Described by its inventors as "simple and effective," the new technique relies on three antennas, instead of the two found in the latest 801.11n wireless devices. It allows full-duplex communications on the same frequency (that is, simultaneous send and receive), something considered before now to be physically impossible.

The radio spectrum is becoming increasingly congested and boosting speeds without requiring additional frequencies is the Holy Grail of electrical engineering.

When a radio device transmits, its broadcasts are too strong for it to receive any signals. It's like two people conversing; if you're speaking, it's impossible to hear what another is saying. Both parties must take turns to speak, and generally speaking this is how radio transmissions have worked until now.

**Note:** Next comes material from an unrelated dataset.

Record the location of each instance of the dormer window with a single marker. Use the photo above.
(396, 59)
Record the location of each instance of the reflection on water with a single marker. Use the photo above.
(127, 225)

The trick behind doubling speeds is to use something akin to noise cancellation found in some headphones. Because the transmitting device knows exactly what it's sending, it can filter it out in order to hear weaker incoming transmissions. Thus, two-way communications on the same frequency can take place.

"Textbooks say you can't do it," says Philip Levis, one of the team behind the invention and assistant professor of computer science and electrical engineering at Stanford. "The new system completely reworks our assumptions about how wireless networks can be designed."

The team behind the invention showed it off at MobiCom 2010 last year, a gathering of mobile networking experts, and won a prize for the best demo. Fellow researchers told them they didn't expect it to work and, when it did, said it was so obvious that it had probably already been invented.

There's still some way to go before the technology will make it into consumer or business equipment. For example, the researchers are still working on a way for their invention to work over the kind of distances required for typical wireless networking.

Additionally, wireless networking relies on standards that are adopted by all manufacturers, which is why you can use an Dell laptop with a D-Link router, for example. These standards are controlled by the Institute of Electrical and Electronics Engineers (IEEE), and the invention would have to be cleared by the 802.11 working group before being formed into a new standard. That's likely to take many years to complete, although progress could be speeded-up by the lack of need to set aside new frequencies.

The team is also seeking a patent for its work, which could restrict implementations of the technology--and limit it to those manufacturers who can afford to pay a fee. Because of this, the technology might manifest within future Wi-Fi devices as an extension to the existing wireless standards, usable only if the receiving computing device also has the extension.

This isn't uncommon among wireless device manufacturers, It's easy to imagine a company like Apple paying for the technology to be used in its AirPort base station and computers, for example, to double wireless networking speeds and give their products a competitive advantage.